Bu dönemde hukuk öksüz ve yetim kaldı.
Çok partili sistem de hukuk devletini getiremedi.
Çoğu eski CHP’li olan Demokrat Partililer ülkenin sorunlarını çözmek yerine bugün bile nedenini kimsenin açıklayamadığı bir “İnönü düşmanlığına “kapıldılar.
Demokrat Parti’nin iktidar yıllarında hukuk devleti olmaktan geçtik , yasalar bile “oyun hamuruna “ çevrildi.
27 Mayıs darbesi, 12 Mart tacizi ve 12 Eylül felaketi Türkiye’yi hukukun evrenselliğinden iyice koparıp yasacılığın hücresine sıkıştırdı.
Yasaların hukukla beslenme ilkesi ise tavan arasına atıldı.
Avrupa Birliğinin üyesi olmak için çırpınan Türkiye hukuk devleti olamamanın sancılarıyla kıvranıyor.
Yılların yasalarla destekli yasakçılığı başımıza bela olmayı sürdürüyor.

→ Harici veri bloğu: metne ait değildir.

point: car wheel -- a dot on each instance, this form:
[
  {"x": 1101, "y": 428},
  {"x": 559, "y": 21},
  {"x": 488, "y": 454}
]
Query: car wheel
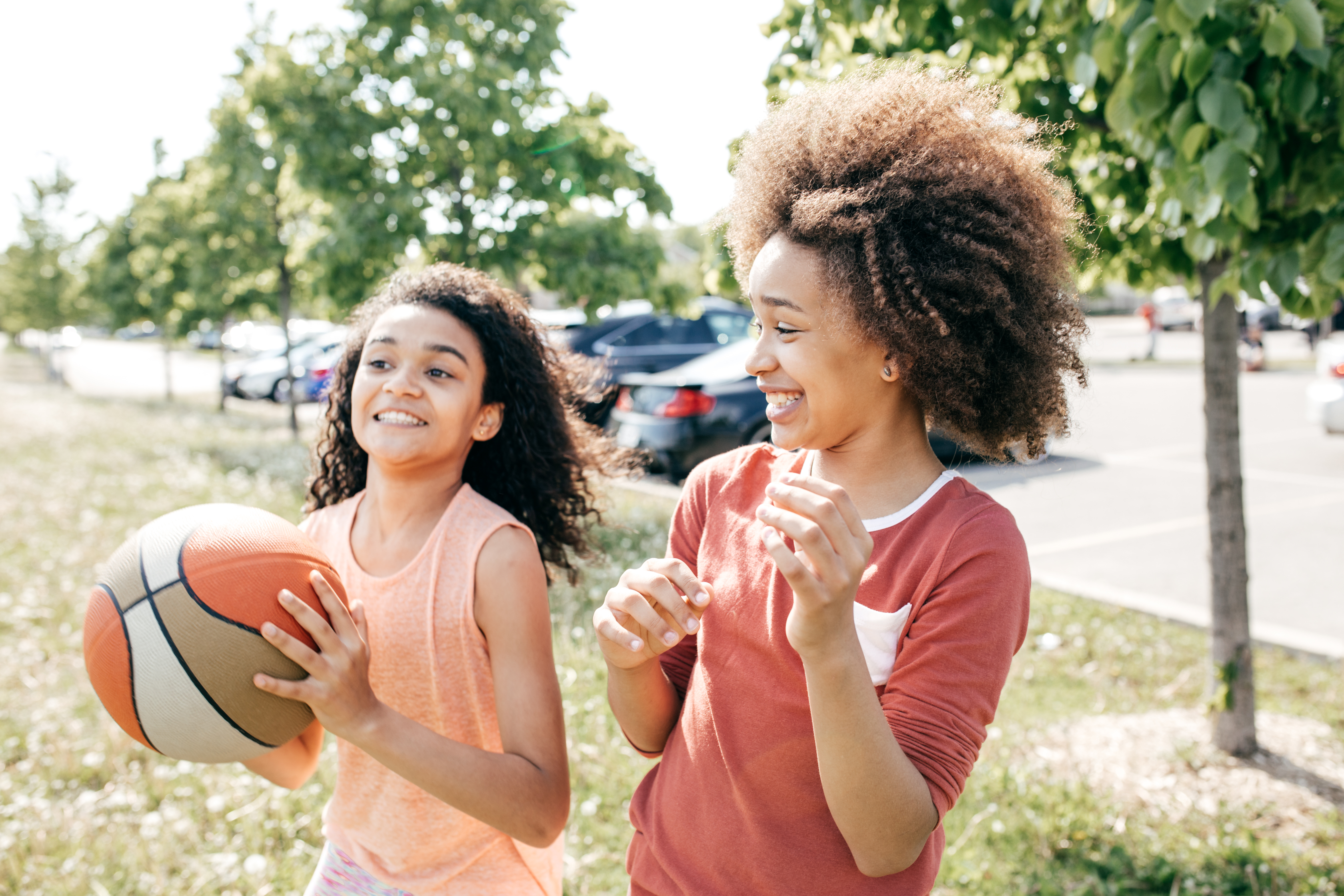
[{"x": 760, "y": 434}]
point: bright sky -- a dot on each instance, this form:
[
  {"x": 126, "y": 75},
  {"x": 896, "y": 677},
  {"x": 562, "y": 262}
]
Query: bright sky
[{"x": 107, "y": 80}]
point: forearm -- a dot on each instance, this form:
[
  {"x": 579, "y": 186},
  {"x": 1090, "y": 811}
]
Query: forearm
[
  {"x": 294, "y": 764},
  {"x": 644, "y": 703},
  {"x": 878, "y": 798},
  {"x": 504, "y": 790}
]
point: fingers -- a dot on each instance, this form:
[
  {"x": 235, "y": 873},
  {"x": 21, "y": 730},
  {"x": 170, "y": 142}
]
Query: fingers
[
  {"x": 281, "y": 688},
  {"x": 311, "y": 621},
  {"x": 682, "y": 577},
  {"x": 791, "y": 567},
  {"x": 654, "y": 618},
  {"x": 659, "y": 592},
  {"x": 292, "y": 647},
  {"x": 607, "y": 626},
  {"x": 340, "y": 621}
]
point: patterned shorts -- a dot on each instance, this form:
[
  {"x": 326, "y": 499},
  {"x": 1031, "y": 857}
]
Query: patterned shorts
[{"x": 338, "y": 875}]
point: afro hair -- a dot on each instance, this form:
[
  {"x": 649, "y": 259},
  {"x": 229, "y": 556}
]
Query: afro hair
[{"x": 943, "y": 228}]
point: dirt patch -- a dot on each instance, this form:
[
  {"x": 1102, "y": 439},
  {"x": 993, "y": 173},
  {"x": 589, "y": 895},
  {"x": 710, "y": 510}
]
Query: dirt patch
[{"x": 1164, "y": 762}]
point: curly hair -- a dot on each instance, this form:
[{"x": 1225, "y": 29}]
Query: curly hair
[
  {"x": 938, "y": 220},
  {"x": 538, "y": 467}
]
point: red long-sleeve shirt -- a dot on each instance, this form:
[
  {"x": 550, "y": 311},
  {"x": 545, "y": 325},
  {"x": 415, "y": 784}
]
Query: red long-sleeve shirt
[{"x": 736, "y": 805}]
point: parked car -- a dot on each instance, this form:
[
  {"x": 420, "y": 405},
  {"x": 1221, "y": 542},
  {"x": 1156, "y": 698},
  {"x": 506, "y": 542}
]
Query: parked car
[
  {"x": 1175, "y": 308},
  {"x": 264, "y": 375},
  {"x": 315, "y": 379},
  {"x": 1326, "y": 394},
  {"x": 712, "y": 405},
  {"x": 144, "y": 330}
]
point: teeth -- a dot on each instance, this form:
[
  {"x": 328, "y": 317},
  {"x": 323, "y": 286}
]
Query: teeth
[{"x": 398, "y": 417}]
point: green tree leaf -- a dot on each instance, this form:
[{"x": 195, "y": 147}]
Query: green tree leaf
[
  {"x": 1199, "y": 61},
  {"x": 1195, "y": 10},
  {"x": 1221, "y": 104},
  {"x": 1308, "y": 23},
  {"x": 1280, "y": 35}
]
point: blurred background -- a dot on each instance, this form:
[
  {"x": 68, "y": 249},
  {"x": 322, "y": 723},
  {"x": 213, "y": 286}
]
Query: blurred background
[{"x": 195, "y": 195}]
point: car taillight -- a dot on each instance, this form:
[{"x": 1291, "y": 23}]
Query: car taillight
[{"x": 686, "y": 404}]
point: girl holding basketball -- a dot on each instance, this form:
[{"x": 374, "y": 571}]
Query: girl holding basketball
[
  {"x": 818, "y": 657},
  {"x": 451, "y": 471}
]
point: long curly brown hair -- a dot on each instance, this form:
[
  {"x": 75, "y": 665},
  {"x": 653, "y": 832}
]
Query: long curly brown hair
[
  {"x": 943, "y": 228},
  {"x": 541, "y": 464}
]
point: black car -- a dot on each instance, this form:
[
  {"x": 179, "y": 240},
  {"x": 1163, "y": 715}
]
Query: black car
[{"x": 709, "y": 406}]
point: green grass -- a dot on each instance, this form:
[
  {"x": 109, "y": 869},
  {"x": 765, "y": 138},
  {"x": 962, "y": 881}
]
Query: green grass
[{"x": 86, "y": 810}]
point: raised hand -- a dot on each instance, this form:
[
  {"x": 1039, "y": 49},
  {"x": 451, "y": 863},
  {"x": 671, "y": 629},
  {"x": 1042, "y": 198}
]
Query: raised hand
[
  {"x": 650, "y": 610},
  {"x": 336, "y": 687},
  {"x": 828, "y": 562}
]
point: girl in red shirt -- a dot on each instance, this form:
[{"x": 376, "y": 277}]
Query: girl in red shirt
[{"x": 819, "y": 655}]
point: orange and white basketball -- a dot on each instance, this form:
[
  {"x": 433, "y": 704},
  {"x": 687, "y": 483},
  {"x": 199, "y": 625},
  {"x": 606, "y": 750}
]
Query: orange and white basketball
[{"x": 172, "y": 632}]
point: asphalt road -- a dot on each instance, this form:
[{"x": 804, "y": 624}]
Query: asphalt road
[{"x": 1117, "y": 514}]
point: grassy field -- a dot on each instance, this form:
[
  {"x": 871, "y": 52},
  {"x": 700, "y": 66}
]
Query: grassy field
[{"x": 86, "y": 810}]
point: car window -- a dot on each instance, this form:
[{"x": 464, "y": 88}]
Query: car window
[
  {"x": 728, "y": 328},
  {"x": 667, "y": 331}
]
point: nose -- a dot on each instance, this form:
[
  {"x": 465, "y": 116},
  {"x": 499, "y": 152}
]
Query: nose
[
  {"x": 402, "y": 382},
  {"x": 760, "y": 360}
]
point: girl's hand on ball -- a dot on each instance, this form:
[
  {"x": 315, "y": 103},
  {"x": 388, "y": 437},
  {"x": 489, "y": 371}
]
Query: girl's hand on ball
[
  {"x": 336, "y": 687},
  {"x": 827, "y": 567},
  {"x": 650, "y": 610}
]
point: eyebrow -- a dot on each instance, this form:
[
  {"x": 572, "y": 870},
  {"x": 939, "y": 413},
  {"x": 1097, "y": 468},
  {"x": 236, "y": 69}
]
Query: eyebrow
[
  {"x": 775, "y": 301},
  {"x": 432, "y": 347}
]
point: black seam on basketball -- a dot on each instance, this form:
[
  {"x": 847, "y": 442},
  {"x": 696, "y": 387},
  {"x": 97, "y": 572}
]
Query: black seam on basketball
[
  {"x": 131, "y": 661},
  {"x": 186, "y": 668}
]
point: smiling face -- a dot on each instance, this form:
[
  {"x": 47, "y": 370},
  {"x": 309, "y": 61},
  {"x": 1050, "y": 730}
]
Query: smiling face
[
  {"x": 824, "y": 383},
  {"x": 416, "y": 402}
]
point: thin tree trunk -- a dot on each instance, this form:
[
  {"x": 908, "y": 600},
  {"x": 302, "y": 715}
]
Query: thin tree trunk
[
  {"x": 1230, "y": 637},
  {"x": 290, "y": 368},
  {"x": 167, "y": 366}
]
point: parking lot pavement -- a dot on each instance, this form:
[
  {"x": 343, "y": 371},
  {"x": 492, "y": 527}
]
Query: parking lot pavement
[
  {"x": 1124, "y": 339},
  {"x": 1119, "y": 512},
  {"x": 118, "y": 368}
]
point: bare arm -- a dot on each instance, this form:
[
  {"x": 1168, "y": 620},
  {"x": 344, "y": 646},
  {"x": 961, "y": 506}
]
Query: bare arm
[
  {"x": 646, "y": 614},
  {"x": 877, "y": 797},
  {"x": 522, "y": 792},
  {"x": 294, "y": 764}
]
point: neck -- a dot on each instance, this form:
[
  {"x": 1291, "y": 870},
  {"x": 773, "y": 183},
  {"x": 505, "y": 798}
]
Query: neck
[
  {"x": 397, "y": 500},
  {"x": 884, "y": 468}
]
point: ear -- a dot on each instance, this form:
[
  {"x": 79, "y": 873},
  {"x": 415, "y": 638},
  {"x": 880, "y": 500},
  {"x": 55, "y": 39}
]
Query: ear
[{"x": 488, "y": 422}]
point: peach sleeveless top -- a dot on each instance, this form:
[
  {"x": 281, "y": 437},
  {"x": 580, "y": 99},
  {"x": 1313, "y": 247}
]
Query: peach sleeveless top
[{"x": 430, "y": 664}]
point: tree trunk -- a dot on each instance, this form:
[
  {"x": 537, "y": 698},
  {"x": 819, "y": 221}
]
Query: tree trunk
[
  {"x": 290, "y": 368},
  {"x": 167, "y": 366},
  {"x": 1230, "y": 637}
]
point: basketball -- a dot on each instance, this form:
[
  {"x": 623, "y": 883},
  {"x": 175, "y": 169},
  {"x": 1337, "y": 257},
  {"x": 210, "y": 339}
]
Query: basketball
[{"x": 172, "y": 632}]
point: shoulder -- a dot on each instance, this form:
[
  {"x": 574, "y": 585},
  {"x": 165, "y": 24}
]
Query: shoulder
[
  {"x": 741, "y": 469},
  {"x": 332, "y": 518}
]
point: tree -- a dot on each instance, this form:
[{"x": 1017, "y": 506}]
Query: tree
[
  {"x": 1205, "y": 143},
  {"x": 430, "y": 127},
  {"x": 40, "y": 273}
]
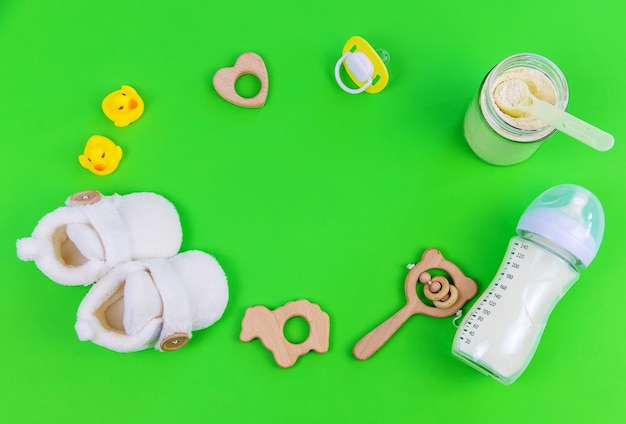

Gün kurtarılamadığı gibi çok ağır bir fatura ödeneceği için geçmişle de yüzleşmekten kaçınılıyor..
27 mayıs darbesinden sonra yargılanan ve mahkum edilen siyasetçilerin itibarları geri verildi.
Bir kısmı ulusal kahraman ilan edildi..
Bu siyasetçilerin verdikleri buyrukları uyguladıkları için memuriyetlerinden olan ve hayatları kararan polislere ne oldu ?
12 Mart askeri mahkemeleri kimlerin yaşamlarını söndürdü ?
12 Eylül’den başlayarak geriye doğru gidilsin.
12 Eylül uygulamaları insanlık tarihinin en büyük hukuk kılıflı kepazeliğidir.
İdam edilen 50 ye yakın gencin dosyaları yeniden incelenmeli ve delilleri ile gerekçeleri halk tarafından öğrenilmelidir.
Dünyanın çok bilinen bir yaşam kuralı vardır.
İnsana değer ve önem vermeyen toplumlar tarihin muhteşem çöplüğünde yerlerini alırlar.
Devletler “ sonsuza kadar yaşamak” üzere kurulurlar ama geriye baktığımızda adlarından ve bıraktıkları izlerden başka şey göremeyiz.
Hukuk devleti olamamak Türkiye’yi her geçen gün biraz daha yormaktadır.
Devletlerin durup dinlenme hakları yoktur.
Duran düşer.
Düşen batar.
Hukuksuzluk da en büyük batma nedenidir.